Escribo
todos los días de mi vida, en hojas sueltas, en servilletas, en las notas de mi
celular. Incluso cuando voy caminando o sentada en el camión escribo en mi
mente la historia de personajes, mis personajes son desdichados porque se han
perdido en el olvido de mis hojas sueltas, rotas,
mojadas. Siempre he soñado con escribir una novela pero me falta disciplina y
herramientas metodológicas para lograrlo, pero mis personajes me exigen y
reclaman justicia, voz, existencia.
Hace unos
días descubrí que yo misma no entendía la naturaleza de mis personajes quizá
porque algunos son el alter ego de situaciones que a mí misma me suceden y que
para mí desdicha tampoco entiendo. Me propuse como me he propuesto muchas otras
cosas, algún día escribir una novela pero para lograrlo debo
entender a mis personajes, su historia, sus frutas preferidas, la ciudad dónde
dejaron sus nostalgias, sus fantasías, miedos, sus poemas preferidos, esas
cosas que hacen a uno ser lo que es.
A partir de hoy y no con mucha
disciplina (como muchas cosas de mi vida) escribiré la historia de Leonor, de
Plutarco, de Natalia, y de otros personajes que habitan mis libretas: Hoy
quiero comenzar este ejercicio y transcribir un fragmento de la vida de
Plutarco y Leonor que encontré en mi libreta de "corazones tiranos"
la libreta que me regalo mi prima.
Día 1. Hoja de otoño.
Uno nunca sabe cómo,
cuándo ni la hora exacta en que se fuga de sí.
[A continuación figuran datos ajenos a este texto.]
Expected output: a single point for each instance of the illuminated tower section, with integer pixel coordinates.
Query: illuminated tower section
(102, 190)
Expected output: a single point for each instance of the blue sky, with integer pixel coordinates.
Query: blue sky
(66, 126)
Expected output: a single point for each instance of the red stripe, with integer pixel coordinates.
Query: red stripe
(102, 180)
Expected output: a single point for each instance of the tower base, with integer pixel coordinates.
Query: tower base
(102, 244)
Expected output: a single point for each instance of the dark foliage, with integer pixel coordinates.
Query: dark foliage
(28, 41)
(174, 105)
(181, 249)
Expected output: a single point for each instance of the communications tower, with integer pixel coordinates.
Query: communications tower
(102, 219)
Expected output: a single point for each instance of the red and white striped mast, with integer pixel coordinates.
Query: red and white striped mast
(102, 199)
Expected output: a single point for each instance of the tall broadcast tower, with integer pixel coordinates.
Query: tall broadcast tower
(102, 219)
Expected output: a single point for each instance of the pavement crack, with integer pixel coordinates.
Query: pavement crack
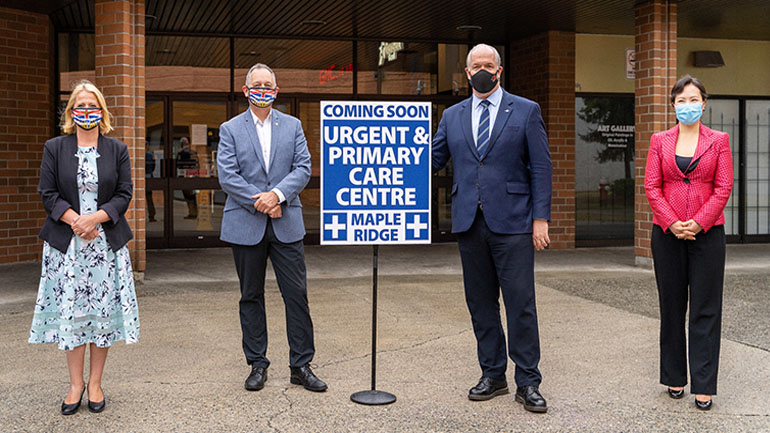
(284, 393)
(395, 350)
Yo no podría precisar la hora en
que cedí mis ganas, mi voluntad a un comisario y me fugue de mi voluntad de
Adelita. Sé que Juan me lo advirtió, sé que yo misma me lo advertí.
Plutarco me tomó por la
cintura, acerco su cuerpo al mío en algo que podría parecer un abrazo, yo fui
dócil y entregue mis músculos a ese breve encuentro. Una parte de mi sabía que
Plutarco era una calamidad en mi vida y que ese abrazo era una trampa contra el
olvido.
Plutarco
me lanzó muchas veces al olvido, uso corrector para cubrir mis besos y con una
goma sin aroma frutal me borro tan fuerte que rompió la hoja de nuestros
momentos juntos. Yo no sabía porque había accedido a ir a ese encuentro, ni
porque mis emociones colapsaron al verle, él no dijo nada simplemente me miro
con una mirada de aprobación y yo me sentí trémula como hoja que tirita en la
punta de un árbol alto. La mirada de aprobación de aquel hombre me ponía
completamente en tela de juicio << ¿Sería adecuado el color de mi
cabello?>> << ¿Le molestaría mi reiterada impuntualidad?>>
<< ¿Su mamá sabría que estábamos juntos?>> Plutarco me tomó
por la cintura y con una voz firme susurro en mi oído "ya quería verte" entonces todas las dudas de mi cabello,
puntualidad y su madre desaparecieron inmediatamente.
Caminamos
por el centro histórico y comenzamos a hablar sobre arquitectura y colillas de
cigarro, la plática era tan fluida que cualquier testigo hubiera negado que ese
hombre y yo no nos veíamos desde hace meses y que nos separaban varios océanos,
guerras y una ruptura, dos rupturas, tres rupturas, infinitas rupturas. En ese
momento no importaba la franja de gaza que un día nos separó, ni los gritos del
manicomio, porque el organillero tocaba el vals de Alejandra de Enrique Mora
Andrade.
En la
esquina de Paseo de la Reforma nos encontramos con una manifestación, Plutarco
me miro y con su característica calidad moral recriminó la manera en que las
feministas poseídas por la falta de cordura rayaban el anti-monumento de los 43
desaparecidos de Ayotzinapa, justificaba la causa pero recriminaba las formas.
De nuevo volví a sentirme trémula ante sus palabras, Plutarco me miro y con un
tono de voz suave y firme dijo "Lo
bueno es que ya no estás con ellas rayando la ciudad." Caí trémula
peor que una hoja que cae antes del otoño.